Home Mt Laurel News Mt. Laurel BOE reviews outline of district’s Gifted Academic Program

Mt. Laurel BOE reviews outline of district’s Gifted Academic Program

Instruction for GAP students involves accelerated pacing, subject areas beyond the prescribed curriculum and more.

Mt. Laurel Schools curriculum supervisor Alexis Bonavitacola presented the board of education with an overview of the district’s Gifted Academic Program at this week’s BOE meeting.

Under state law, boards of education in New Jersey must approve gifted academic programs for students who exhibit above-average proficiency in one or multiple areas of study in comparison to their peers.

According to Bonavitacola, in Mt. Laurel, differentiated instruction for GAP students involves accelerated pacing, an exploration into subject areas beyond the prescribed curriculum of other students, more complexity and abstraction in students’ lessons and providing opportunities to students not generally included in the base curriculum.

Bonavitacola described the goals of the program as providing students with a variety of learning experiences that are flexible and innovative while also challenging and supported by research-based curriculum models.

“Our teachers do professional development throughout the year to find out the best research strategies for gifted students,” Bonavitacola said.

For the district’s elementary GAP for grades one and two, Bonavitacola said students meet one hour a week with a GAP teacher, with first- and second-grade students sometimes working together on lessons while teachers collaborate.

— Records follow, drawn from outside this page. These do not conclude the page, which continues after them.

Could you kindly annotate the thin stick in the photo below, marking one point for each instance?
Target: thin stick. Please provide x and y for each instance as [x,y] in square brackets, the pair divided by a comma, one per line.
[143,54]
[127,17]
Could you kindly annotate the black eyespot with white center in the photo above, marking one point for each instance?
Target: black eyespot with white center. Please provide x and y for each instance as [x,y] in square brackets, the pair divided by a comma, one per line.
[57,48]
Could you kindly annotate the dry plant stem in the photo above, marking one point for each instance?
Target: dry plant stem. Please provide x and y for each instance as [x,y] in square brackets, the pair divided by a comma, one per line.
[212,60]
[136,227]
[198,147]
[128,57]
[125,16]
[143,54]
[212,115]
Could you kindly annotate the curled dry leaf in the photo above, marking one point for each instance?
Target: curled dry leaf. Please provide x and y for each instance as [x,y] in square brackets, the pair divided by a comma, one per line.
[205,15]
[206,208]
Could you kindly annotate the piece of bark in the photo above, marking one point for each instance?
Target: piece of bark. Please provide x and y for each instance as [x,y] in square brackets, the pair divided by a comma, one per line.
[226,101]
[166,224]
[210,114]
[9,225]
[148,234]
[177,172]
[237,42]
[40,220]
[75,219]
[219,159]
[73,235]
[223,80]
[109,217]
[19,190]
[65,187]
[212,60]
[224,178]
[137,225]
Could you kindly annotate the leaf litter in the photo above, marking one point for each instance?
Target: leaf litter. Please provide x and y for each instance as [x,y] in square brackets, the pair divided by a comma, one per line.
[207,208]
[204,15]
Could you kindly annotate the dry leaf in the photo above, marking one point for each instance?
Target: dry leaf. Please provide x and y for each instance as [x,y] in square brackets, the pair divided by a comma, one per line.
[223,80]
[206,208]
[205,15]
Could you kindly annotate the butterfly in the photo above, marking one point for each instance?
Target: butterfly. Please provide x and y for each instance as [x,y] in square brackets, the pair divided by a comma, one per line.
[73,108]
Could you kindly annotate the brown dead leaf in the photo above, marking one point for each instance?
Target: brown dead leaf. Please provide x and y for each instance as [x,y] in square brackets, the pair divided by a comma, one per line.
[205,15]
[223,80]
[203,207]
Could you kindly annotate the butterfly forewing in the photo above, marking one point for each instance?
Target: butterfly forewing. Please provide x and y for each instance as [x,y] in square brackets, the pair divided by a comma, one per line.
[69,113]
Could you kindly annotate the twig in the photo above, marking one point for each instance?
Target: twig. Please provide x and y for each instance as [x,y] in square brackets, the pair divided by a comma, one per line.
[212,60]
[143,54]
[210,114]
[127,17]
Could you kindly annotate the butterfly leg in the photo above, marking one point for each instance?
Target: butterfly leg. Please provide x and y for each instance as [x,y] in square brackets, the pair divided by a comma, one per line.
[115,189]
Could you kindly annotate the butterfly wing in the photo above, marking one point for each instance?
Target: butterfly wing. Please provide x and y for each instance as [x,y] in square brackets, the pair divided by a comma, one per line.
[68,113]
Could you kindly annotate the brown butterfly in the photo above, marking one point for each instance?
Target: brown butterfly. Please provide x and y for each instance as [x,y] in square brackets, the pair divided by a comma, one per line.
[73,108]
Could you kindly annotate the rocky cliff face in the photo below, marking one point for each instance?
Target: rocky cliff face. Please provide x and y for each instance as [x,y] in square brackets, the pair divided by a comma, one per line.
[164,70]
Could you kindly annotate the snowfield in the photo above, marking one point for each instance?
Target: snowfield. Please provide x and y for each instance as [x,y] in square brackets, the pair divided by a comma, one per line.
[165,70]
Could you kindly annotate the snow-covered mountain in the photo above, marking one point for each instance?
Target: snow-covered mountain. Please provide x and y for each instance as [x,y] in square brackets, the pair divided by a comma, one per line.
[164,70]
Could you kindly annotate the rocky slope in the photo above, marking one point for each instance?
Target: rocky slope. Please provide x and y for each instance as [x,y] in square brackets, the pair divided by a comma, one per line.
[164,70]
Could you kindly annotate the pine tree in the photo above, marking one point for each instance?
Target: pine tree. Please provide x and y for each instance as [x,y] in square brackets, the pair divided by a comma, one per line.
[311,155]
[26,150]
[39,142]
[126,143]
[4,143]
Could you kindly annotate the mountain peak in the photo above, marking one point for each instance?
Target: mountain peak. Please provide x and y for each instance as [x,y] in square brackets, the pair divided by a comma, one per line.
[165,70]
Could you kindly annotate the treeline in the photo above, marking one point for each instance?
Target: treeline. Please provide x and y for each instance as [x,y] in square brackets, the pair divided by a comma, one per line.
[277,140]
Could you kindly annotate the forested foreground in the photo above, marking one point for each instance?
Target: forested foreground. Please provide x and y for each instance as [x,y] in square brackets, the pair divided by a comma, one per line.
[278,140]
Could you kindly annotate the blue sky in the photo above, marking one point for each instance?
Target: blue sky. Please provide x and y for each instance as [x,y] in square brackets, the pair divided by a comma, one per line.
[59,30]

With third- and fourth-grade students, Bonavitacola said the district’s GAP becomes more complex, with students meeting with GAP teachers for three to four hours a week and even more collaborative support for teachers.

In addition, students can become involved with “service learning” projects where students will research and design their own projects to serve their school and community, such as students making lunches for the Extended Hands Ministry in Mt. Holly or creating toys for the animals at the Animal Welfare Association in Voorhees.

Students are also given time to focus on independent study and “passion projects” where students are allowed to research their own questions, from topics such as learning how to publish a book to determining what causes earthquakes and how to better protect buildings against them.

As students move on to grades five and six at Hartford School, Bonavitacola said the district’s gifted program is provided to students through their related arts classes.

For fifth-grade students, classes include music, Spanish, financial literacy and Science Technology Engineering and Math, and for sixth-grade students classes involve French art, public speaking and STEM.

Once in Harrington Middle School, Bonavitacola said GAP students in seventh and eighth grade are enrolled in advanced classes such as Lenape High School’s world language, algebra and geometry.

When it comes to choosing students for the district’s GAP, Bonavitacola said teachers and parents nominate students in March and April, with data collection, testing and other evaluation completed in May and June.

Once the district selects a student for GAP, the district sends notification to parents in August, with classes beginning in September of the new school year.